女ならば処女はプレミアになるからそのままでいいが男の場合は体の作りが受け入れるものではないために下準備が必要だ。
というわけで俺はオーナーにまず下拵えを施されることになった。
下拵えをされている間、何とも形容しがたい感覚を紛らわすために頭は勝手に今までの人生を振り返っていた。
俺は専業主婦の母と会社勤めの父の間に産まれた。
貧乏でもなく、金持ちというわけでもなく社会の中でささやかに暮らす平凡な家庭で育ち、生涯の友とまではいかない友人たちに囲まれ、思い出すのが困難なほど平坦な青春を送ってきた。
大学に入り、初体験を私もなのといいながらやけに手慣れたふうな女と済ませ気づけば卒業していた。

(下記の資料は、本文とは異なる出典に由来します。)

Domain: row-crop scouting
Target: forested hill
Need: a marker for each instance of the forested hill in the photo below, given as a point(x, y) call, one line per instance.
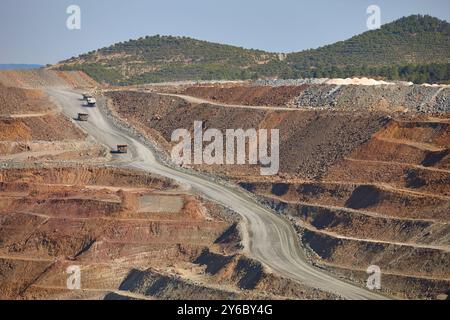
point(414, 48)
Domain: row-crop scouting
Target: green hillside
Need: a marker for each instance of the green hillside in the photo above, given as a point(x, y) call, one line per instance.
point(414, 48)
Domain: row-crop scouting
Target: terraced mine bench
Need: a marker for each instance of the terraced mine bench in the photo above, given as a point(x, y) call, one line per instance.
point(82, 116)
point(122, 148)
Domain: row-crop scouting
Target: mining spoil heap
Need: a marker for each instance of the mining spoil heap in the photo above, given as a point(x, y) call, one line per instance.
point(364, 180)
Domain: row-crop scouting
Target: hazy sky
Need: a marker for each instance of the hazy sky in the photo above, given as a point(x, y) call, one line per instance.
point(34, 31)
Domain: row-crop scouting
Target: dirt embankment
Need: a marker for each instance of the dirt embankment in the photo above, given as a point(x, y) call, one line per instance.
point(46, 128)
point(310, 141)
point(21, 101)
point(247, 95)
point(333, 96)
point(99, 219)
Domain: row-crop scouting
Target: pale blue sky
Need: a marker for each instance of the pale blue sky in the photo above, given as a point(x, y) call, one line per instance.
point(34, 31)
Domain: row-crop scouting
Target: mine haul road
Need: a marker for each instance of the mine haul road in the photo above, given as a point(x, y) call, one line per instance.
point(267, 237)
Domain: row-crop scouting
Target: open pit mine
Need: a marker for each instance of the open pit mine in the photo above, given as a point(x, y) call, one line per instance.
point(88, 189)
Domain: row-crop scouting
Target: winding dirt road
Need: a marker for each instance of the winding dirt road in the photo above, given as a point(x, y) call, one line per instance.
point(267, 237)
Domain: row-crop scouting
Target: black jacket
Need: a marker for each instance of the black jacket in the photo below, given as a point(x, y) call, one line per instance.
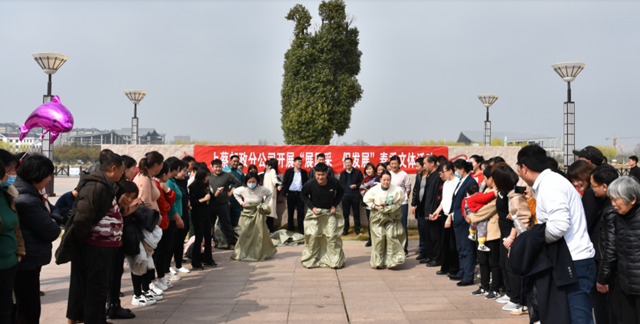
point(38, 228)
point(635, 172)
point(415, 196)
point(95, 196)
point(64, 204)
point(287, 180)
point(312, 172)
point(547, 268)
point(198, 209)
point(628, 250)
point(356, 179)
point(182, 184)
point(433, 194)
point(607, 268)
point(592, 206)
point(142, 218)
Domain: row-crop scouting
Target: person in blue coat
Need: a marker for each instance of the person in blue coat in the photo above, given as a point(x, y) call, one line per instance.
point(466, 248)
point(234, 206)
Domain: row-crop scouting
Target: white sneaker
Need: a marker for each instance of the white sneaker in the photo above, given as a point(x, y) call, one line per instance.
point(503, 300)
point(157, 284)
point(166, 282)
point(510, 306)
point(184, 270)
point(152, 295)
point(156, 290)
point(141, 301)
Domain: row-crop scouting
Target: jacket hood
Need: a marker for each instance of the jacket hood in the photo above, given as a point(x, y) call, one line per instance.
point(12, 191)
point(520, 183)
point(24, 187)
point(96, 176)
point(633, 212)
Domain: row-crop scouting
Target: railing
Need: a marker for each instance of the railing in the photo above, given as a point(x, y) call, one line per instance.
point(63, 170)
point(622, 170)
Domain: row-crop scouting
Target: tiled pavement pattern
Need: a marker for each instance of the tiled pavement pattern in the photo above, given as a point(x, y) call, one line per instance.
point(280, 290)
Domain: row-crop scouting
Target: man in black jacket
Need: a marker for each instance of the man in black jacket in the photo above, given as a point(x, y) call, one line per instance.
point(433, 228)
point(294, 179)
point(634, 171)
point(417, 205)
point(350, 179)
point(90, 264)
point(320, 158)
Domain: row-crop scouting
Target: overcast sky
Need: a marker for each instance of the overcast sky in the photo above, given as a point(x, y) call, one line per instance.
point(213, 69)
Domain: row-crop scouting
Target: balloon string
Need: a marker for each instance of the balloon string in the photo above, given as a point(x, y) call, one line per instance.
point(39, 140)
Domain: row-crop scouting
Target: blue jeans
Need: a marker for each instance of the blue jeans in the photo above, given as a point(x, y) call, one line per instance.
point(403, 220)
point(579, 294)
point(465, 251)
point(421, 221)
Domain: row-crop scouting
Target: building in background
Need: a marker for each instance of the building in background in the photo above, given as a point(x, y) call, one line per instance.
point(553, 145)
point(10, 133)
point(182, 139)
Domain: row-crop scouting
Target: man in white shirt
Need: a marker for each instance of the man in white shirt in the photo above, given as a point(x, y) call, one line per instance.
point(401, 179)
point(559, 205)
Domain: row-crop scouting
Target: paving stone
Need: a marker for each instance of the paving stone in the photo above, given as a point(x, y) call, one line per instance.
point(280, 290)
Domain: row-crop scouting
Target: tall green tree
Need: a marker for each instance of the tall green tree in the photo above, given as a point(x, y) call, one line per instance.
point(320, 87)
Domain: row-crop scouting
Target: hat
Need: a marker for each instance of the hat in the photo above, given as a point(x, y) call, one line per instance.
point(592, 154)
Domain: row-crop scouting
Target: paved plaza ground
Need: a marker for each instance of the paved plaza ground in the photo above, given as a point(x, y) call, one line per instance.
point(280, 290)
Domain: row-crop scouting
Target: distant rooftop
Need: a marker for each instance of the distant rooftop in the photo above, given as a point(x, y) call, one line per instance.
point(478, 137)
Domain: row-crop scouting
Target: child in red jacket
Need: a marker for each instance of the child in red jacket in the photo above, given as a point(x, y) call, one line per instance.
point(475, 201)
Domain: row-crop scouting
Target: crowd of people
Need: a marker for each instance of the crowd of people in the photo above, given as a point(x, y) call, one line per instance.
point(559, 247)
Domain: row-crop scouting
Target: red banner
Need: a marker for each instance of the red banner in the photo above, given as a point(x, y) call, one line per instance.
point(361, 155)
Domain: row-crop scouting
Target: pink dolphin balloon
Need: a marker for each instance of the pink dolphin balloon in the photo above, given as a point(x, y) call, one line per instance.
point(52, 116)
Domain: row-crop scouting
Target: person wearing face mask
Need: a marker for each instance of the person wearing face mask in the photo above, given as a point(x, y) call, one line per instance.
point(293, 180)
point(466, 248)
point(234, 206)
point(114, 309)
point(90, 241)
point(401, 179)
point(323, 223)
point(367, 183)
point(443, 215)
point(388, 235)
point(12, 248)
point(254, 244)
point(181, 180)
point(39, 229)
point(222, 184)
point(624, 193)
point(606, 306)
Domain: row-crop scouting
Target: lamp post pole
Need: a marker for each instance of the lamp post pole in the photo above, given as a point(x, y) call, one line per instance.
point(135, 96)
point(487, 100)
point(50, 63)
point(568, 72)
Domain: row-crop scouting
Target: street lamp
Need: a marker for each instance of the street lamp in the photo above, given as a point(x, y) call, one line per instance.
point(50, 63)
point(568, 71)
point(135, 96)
point(487, 100)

特別難航することもなく有名でもない中堅の企業に入社し家と会社を往復する日々を送っていたのが急にこれだ。
詳細は省くがある日、何もかもを失った。
そして呆然としていたところを、かけられた声に流れ流されてきてみればベッドの上で中年の男に開発をされている。
「なんでこうなったんだ」
穴の襞をいじくっていた男がそこから目を離さず言った。
「まぁ力抜いていけや」
ようやく受け入れる体になったらしい俺はオーナーに抱かれる日がやってきた。
「ヘタに喘ぎとか声出すな。考えるな感じろ」
こんなところで使われるはずではなかったであろう有名なセリフを吐きオーナーの体がのし掛かる。
俺は目を閉じた。
すると何故だかまぶたの裏に幼い頃見た光景が浮かび上がってきた。
小学四年生の夏の日のことだ。
神社の裏手にそれほど高くはない木があり、以前から登れるのではないかと機を伺っていた。

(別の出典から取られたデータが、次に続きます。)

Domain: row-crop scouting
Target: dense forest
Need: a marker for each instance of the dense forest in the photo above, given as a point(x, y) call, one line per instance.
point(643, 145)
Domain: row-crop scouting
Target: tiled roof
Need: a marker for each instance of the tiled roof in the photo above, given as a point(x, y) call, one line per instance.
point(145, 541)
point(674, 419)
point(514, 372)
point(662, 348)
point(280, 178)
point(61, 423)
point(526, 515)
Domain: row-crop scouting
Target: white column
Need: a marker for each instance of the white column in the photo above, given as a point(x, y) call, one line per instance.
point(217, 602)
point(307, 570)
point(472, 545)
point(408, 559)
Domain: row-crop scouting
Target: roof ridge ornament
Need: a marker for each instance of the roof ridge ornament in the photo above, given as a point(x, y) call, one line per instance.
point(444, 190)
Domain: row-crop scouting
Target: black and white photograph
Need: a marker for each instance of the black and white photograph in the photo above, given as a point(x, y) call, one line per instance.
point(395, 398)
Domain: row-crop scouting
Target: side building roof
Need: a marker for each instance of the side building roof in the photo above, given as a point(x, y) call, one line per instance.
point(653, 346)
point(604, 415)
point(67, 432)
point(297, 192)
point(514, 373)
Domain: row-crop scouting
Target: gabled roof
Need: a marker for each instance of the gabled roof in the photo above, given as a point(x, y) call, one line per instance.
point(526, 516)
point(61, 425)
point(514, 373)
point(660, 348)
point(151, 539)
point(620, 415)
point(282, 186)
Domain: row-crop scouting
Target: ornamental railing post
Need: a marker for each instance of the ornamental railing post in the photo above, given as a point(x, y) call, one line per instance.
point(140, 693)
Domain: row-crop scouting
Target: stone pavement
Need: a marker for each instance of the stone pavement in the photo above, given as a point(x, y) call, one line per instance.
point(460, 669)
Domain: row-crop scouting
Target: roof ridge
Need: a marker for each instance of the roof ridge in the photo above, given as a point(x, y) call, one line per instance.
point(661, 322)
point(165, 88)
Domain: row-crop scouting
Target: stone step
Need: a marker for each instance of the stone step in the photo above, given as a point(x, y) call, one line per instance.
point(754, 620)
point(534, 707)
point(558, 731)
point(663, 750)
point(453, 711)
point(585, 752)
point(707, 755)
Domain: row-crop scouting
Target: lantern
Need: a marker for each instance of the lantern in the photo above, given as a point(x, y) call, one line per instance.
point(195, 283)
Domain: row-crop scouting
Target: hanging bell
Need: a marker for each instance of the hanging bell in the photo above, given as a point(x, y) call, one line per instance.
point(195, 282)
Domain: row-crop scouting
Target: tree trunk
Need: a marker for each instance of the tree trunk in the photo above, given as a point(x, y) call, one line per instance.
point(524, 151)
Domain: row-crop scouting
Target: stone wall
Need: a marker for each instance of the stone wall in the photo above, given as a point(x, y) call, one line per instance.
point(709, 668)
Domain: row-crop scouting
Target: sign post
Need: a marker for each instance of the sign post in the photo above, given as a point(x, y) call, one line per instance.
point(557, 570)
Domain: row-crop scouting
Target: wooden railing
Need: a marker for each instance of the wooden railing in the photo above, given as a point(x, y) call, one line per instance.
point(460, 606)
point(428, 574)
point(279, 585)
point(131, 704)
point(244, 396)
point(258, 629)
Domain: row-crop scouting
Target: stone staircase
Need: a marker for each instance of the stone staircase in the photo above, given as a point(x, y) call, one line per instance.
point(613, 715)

その日、木のうえのほうでは蝉が鳴いていて俺はその必死さに誘われるかのように木を登り始めた。
まだまだ…もう少し…あとちょっと…
そろそろ、いいかもしれない
その時だった。
急に葉の隙間から射し込んだ日光に目がくらんだのだ。
ジジッ
同時に蝉が飛び立ち、何か液体を俺の顔に撒き散らしていった。
あ
俺はその日初めて男にいかされたのだった。
今日も金を握った手が俺の体の上を滑る。
客との行為に耽る間、俺はいつもぼんやりととりとめのないことを考えている。
今日は今まで思い出したこともなかった中学時代の運動会の記憶を思い出していたりする。
50メートル走だが、妙に長く感じられるわりに達成感が無かった。
実際客との行為もそんな感じだったが相手は俺の穴に入れられればいいわけで問題はない。
行為が終わり、はたと気づく。
「あれ、井川?」
俺が呼び掛けると男はぽかんとした顔になった。
「石田?」
中学の運動会のとき、50メートル走で隣のレーンを走っていた井川ではないか。
井川は頬を綻ばせかけてすぐに顔をこねくりまわすように眉間に皺をよせたりなんなりとしたが口はつぐんだままだった。
しかしぽつりと溢す。
「まさかこんな風に再会するだなんてな」
「ほんとだな。でも人生って何があるかわからないからな。良ければまた呼んでくれよ」
そう返すと井川は驚いたようだったがすぐに何かを振りきるように部屋を出ていった。
一人になった部屋で、俺はまだ気だるい雰囲気の残るベッドに倒れこんだ。
そして夢を見るのだ。
謎の液体を撒き散らして飛んでいく蝉の夢を。